Ms. Johnson started out much like the city’s other heiresses. Her parents were Robert Wood “Woody” Johnson IV, the great-grandson of the pharmaceutical company founder, who bought the New York Jets in 2000 for $635 million, and former model Nancy Sale Frey. (They are now divorced.) She grew up on Fifth Avenue and 64th Street. “Casey was brought up in the building where we live, so I knew her as a child,” the socialite Susan Gutfreund told the Transom. “Casey was a golden girl, and I’ll miss her terribly. But that’s really all I can say. I’m really upset.”
Ms. Johnson attended Chapin; a former classmate, who asked not to be named, told the Transom that as a schoolgirl, Ms. Johnson was obsessed with Madonna and wanted to emulate her. Mike Heller, the nightclub promoter–turned–marketer, who dated Ms. Johnson for three years when she still lived in New York, said she also used to talk about Marilyn Monroe as her icon.
Casey subsequently attended Marymount and Dwight (with Paris Hilton) for high school and then Brown University, but she dropped out her freshman year. Ms. Johnson took a number of jobs, including teaching singing at Dwight, and the stint for Ms. Grubman.
“She was really a good girl and very misunderstood,” said Ms. Grubman. “She was misdirected. She was always trying to find something for herself. When she worked for me, she wanted to make something of herself, but I don’t think she ever necessarily knew what that was. She just wanted to make her family proud, but she just didn’t know how to do that. Her and her mother were best friends and went everywhere together. They were inseparable.”
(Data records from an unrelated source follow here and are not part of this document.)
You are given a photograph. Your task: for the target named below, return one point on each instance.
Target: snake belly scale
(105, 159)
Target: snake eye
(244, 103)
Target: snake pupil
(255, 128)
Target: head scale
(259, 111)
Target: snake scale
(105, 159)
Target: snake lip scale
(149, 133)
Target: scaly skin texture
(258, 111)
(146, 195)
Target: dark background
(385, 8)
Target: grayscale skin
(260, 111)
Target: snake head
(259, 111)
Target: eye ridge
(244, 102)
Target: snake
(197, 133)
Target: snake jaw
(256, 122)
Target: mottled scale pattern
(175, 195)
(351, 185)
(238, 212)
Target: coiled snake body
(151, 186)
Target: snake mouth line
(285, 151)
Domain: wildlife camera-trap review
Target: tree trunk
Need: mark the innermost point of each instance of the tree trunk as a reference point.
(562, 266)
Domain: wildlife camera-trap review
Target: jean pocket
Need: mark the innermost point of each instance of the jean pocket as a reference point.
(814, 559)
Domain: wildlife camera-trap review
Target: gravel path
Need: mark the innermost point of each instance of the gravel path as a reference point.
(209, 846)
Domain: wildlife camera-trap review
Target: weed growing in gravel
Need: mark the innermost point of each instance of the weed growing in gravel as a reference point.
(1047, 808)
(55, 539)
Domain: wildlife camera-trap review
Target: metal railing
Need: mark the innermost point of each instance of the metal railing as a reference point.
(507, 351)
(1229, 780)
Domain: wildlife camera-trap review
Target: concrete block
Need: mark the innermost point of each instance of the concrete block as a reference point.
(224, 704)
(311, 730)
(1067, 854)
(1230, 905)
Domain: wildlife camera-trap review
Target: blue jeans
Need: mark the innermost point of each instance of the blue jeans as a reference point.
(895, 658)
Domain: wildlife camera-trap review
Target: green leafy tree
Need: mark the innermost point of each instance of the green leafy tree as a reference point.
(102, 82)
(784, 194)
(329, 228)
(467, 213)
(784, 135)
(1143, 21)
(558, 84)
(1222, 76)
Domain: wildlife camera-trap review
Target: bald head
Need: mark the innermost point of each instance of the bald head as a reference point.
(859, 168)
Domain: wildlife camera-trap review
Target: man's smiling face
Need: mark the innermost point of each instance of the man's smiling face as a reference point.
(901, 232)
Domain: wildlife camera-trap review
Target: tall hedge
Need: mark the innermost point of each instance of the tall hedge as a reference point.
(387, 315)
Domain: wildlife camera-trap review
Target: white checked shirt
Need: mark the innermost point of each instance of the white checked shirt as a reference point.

But New York socialites are no longer content to be demure, pretty ladies at debutante balls. Ms. Johnson posed in Vanity Fair in 2006 with a cigarette and nothing but a gauzy scarf draped across her front; she took to Page Six to accuse her aunt, Libet, of stealing her boyfriend; she began dating Yahoo! CEO Terry Semel’s daughter, Courtenay (previously linked to Lindsay Lohan), who later allegedly set Ms. Johnson’s hair on fire during a fight; and she was recently charged with grand theft after allegedly breaking into model Jasmine Lennard’s Hollywood home, stealing clothes and jewelry and leaving a used vibrator on the bed. In the end, Ms. Johnson seemed closer in sensibility to her fiancée, Ms. Tequila, than she was to her childhood classmates.
Perhaps that transformation was attributable to that big, bad city of Los Angeles that ingests educated, humble young people and spits out Heidi Montags.
“She was a very giving, kind person when I knew her,” said Mr. Heller, who last saw Ms. Johnson at the Beverly Hills hotel six months ago. “She ran the junior diabetes foundation. She came on a trip with me to Mexico and wanted to visit the hospitals there. I think when she moved to L.A., it really affected her in a bad way. We talked over the phone a couple of weeks ago and she seemed fine. But obviously she was not fine.”